I’m not very good at eating meals and I tend to graze quite a lot throughout the day. My husband always laughs at me because my staple diet is pretty much Red Bull and Haribo.

Depending on what shifts I’m doing that week, I’ll do whatever needs doing with the horses and tend to do most of the schooling on workdays because it’s easier to do that when I’m on a timeframe and then do the more time-consuming tasks when I’m not at work. I share the weekend shifts, so I don’t work every one.

On top of that, there’s also the paperwork we have as event riders. It’s all about trying to remember when the ballot closes and when certain events are.

It’s also a cost thing because there are so many competitions I’d love to enter on the calendar, but it sometimes does come down to a balance and juggling which international events I do because it’s costly to enter and so are the qualifications.

We’ve just started purchasing a few horses in Ireland to school and sell on to help supplement my eventing addiction.

Event preparation

I take annual leave from work when I’m going to do an international stayaway and often find I end up having not as much of a lead-up to a big event as I’d like. I’ll often end up cleaning up all of my tack when I’m there because I don’t have time beforehand. I’d love to have more time, but I need to work alongside competing.

I try to keep everything I need for an event in the lorry because then I know it’s there. A lot of the basic stuff – studs, numbers and boots, tack-cleaning stuff – is already in the lorry, so it minimises the amount of preparation I have to do each time I go to a competition.

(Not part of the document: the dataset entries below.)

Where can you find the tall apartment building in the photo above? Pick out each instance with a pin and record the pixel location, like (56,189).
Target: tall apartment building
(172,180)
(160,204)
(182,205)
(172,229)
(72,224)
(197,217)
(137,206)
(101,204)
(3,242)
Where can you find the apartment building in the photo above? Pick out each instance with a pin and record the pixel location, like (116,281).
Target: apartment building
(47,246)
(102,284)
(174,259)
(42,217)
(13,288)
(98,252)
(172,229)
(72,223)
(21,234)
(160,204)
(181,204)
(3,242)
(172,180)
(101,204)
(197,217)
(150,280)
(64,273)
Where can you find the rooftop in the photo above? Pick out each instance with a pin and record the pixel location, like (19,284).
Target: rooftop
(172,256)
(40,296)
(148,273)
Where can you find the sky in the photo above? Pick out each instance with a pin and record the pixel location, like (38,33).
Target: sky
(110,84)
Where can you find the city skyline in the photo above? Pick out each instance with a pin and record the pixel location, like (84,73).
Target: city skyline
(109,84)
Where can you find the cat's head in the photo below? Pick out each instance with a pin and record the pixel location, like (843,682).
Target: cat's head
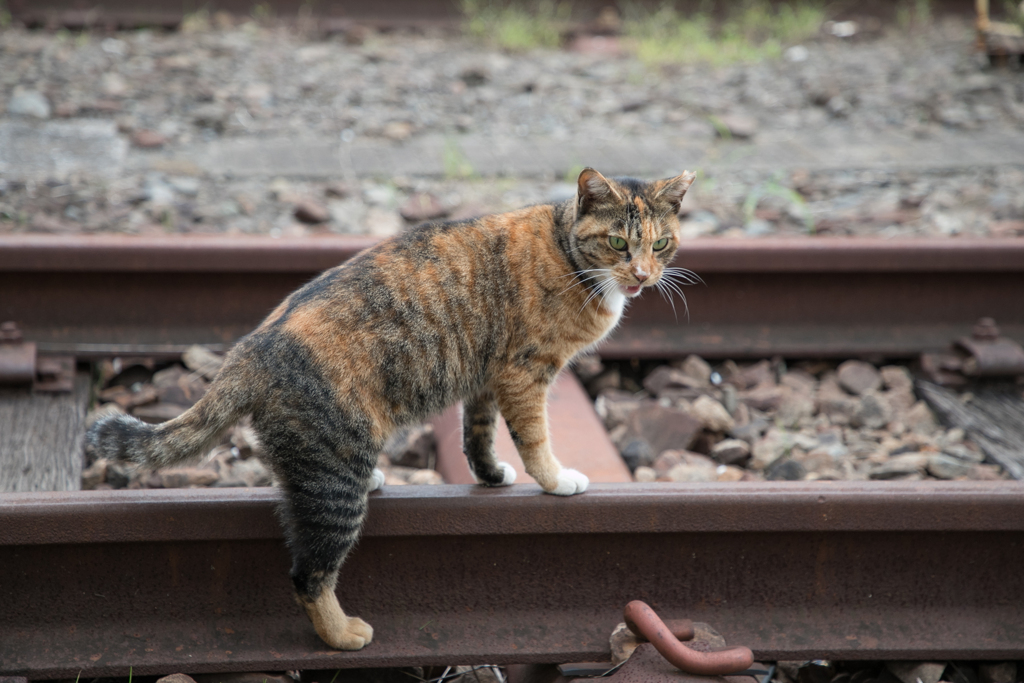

Generally, in the run-up to a bigger event, it’s trying to get my eye in and making sure we’ve both got our confidence and fitness to where it needs to be. I do find it’s a lot harder when you’re riding multiple competing horses at a higher level in terms of keeping your eye in, running around the bigger tracks and things, so there’s more preparation in that regard.

I envy the pros being able to jump from one horse to the next because I think it does make it easier if you’re riding multiple horses at a certain level.

Big ambitions

My top horse isn’t the easiest horse – he’s amazingly talented but quite tricky, so our results aren’t always the most consistent and he’s not the biggest fan of water and ditches. It’s starting to get a little bit more serious now. My aim is to get a tad more established at Intermediate level on my horse, but I’ve found the jump between Novice and Intermediate to be quite tricky.

I’d love to be doing all the big events one day – I’m an adrenaline junkie. I’ve got a horse that’s capable and I just need to keep upping my game and get better myself. But I’d love to think we could go Advanced next year if we can crack the water and ditches.

A novice celebration

The Novice Masters is a great way of breaking into the Intermediates and still feeling like you’re achieving something – it feels more within each for me. Novice is a level I feel confident at and it’s trying to intersperse that with the bigger classes.

I’ve done the Novice Masters at Barbury and at Weston Park and think they’re brilliant. As well as the sense of achievement, I feel that I’m doing an event that’s a bit more special. And because it’s usually all in one day, it’s much easier to achieve on my timeframe too.

Having the dressage in an arena and wearing tails gives the event more prestige. It feels more like a league and is just more special, like doing an international on a shorter timeframe.

It’s nice having this level because I’m in that difficult in-between. I’m beyond grassroots, but I’m not going to the big Advanced internationals, so the Novice Masters is a nice thing for amateurs to aim for. It’s a great way to bridge the gap.